そんな綱吉に、雲雀の目がギラリと光った。

「へえ、鍛練は怠ってないようだね」
「ははは‥‥まぁ、半ば強制的ですけど」
「じゃあ今の君は、前会った時よりも強くなってるんだ」
「え? あ、いや、それは‥どうでしょう」

いきなり漂い始めたのは不穏な空気。
なんだかいやーな感じがする綱吉は一歩後ずさるが、それに合わせて雲雀が一歩前へ出た。
ジャキン。
その両手に構えられたのは彼愛用の得物。

「一戦、願おうか」
「え゛、ちょっ雲雀さっ」

不敵な笑みと、振り上げられるトンファーが視界に入る。が、突然過ぎてガードが追いつかない。
咄嗟に目を瞑ってしまった己を罵倒しながら、綱吉は来る衝撃に備えた。

ガキン。
奇妙な音が響く。
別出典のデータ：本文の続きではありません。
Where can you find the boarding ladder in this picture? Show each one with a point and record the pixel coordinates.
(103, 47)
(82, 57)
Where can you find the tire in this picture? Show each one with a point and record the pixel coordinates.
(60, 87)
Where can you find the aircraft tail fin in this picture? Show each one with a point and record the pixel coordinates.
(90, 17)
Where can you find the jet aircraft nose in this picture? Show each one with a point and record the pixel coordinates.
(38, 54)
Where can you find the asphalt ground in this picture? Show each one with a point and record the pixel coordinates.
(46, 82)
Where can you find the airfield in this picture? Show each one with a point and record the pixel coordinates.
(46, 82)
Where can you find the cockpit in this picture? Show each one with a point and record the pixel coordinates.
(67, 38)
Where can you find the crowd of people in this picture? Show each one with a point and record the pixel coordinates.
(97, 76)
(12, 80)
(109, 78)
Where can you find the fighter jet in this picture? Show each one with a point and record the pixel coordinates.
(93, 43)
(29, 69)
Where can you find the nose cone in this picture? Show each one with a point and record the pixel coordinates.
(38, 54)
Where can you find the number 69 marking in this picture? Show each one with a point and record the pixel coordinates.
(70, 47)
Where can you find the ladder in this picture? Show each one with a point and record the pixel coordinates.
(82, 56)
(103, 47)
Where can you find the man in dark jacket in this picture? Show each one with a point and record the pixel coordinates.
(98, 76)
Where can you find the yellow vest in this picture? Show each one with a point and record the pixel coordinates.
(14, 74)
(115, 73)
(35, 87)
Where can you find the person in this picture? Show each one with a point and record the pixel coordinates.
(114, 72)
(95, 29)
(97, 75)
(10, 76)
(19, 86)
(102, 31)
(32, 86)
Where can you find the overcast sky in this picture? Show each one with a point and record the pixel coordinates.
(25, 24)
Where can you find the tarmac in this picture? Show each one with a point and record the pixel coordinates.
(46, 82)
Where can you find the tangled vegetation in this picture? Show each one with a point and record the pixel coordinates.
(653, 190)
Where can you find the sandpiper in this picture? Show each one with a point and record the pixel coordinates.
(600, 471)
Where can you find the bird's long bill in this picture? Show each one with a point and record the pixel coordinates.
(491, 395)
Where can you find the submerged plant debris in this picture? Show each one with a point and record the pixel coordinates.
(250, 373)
目の前に人の気配。
そしていつまでたっても来ない衝撃に綱吉がそろそろと目を開ける。
するとそこには、槍の先端部だけ形成しトンファーを防ぐ夫の姿があった。

「むくろ」

気が抜けたように名を呼ぶ綱吉を、骸が後ろ手に下がらせる。

「ほら綱吉君、離れて。危険ですよこのケダモノは」

ギチギチと嫌な音を立てる鋼越しに、二人の男が睨み会う。

「あれ、いたんだ君」
「最初から綱吉君の隣にいましたけど」
「影が薄くて気づかなかったよ」
「君の目が節穴なだけでしょう」

涼しい顔をしながら、両者のこめかみには青筋が走っている。

「邪魔しないでくれる、六道。もう少しであの真白い頬に届いたのに」
「顔は止めろ、顔は。うちの嫁になんてことするんですか」
「顔じゃなかったらいいのかい」
「ぶっ飛ばしますよ」

骸が唸るように返すと、雲雀が面白そうに笑う。そのまま、骸の後ろにいる綱吉へ視線をやった。

「君は別に気にしないだろ」
「え? うーん、まあ‥‥」
「ダメです。僕が気にします」
「‥‥‥だそうなので、すいません雲雀さん」
「‥‥‥‥」

たはは、と申し訳なさそうに謝る顔はさっそく緩んでいる。これは無自覚なのろけだろうか。何となく見せつけられたようで面白くない雲雀ではあるが、元よりそこまで粘るつもりもないので、彼は仕方なさそうに得物を引いた。

「全く、君の旦那は過保護すぎるんじゃないかない」
「へへ、いいでしょう」
「ご馳走さま。じゃ、僕はもう行くから」
「もう来なくていいですから。この鳥頭」
「そういう訳にはいかないよ、ここは僕の町だからね」

ふふんと笑って、雲雀はひるを返す。
「またね、沢田。あと南国果実」と手をひらひらさせながら、去って行った。
骸が忌々しそうに「誰が南国果実だ」と呟くので、綱吉が少し笑ってその腕にとびついた。

「ありがと、骸」
「‥‥余計なお世話だったんじゃ?」
「んーん、嬉しかった」

感謝の気持ちを込めて綱吉が、ちゅ、と頬にキスを送ると、その頬が若干色づく。
骸は頬を染めたままムという顔をして、それから諦めたように盛大に溜息をついた。
「君は本当にもうアレなんだから‥‥」とぶつぶつ呟いて、そのまま身を少しかがめ、綱吉の額にお返しのキスを送った。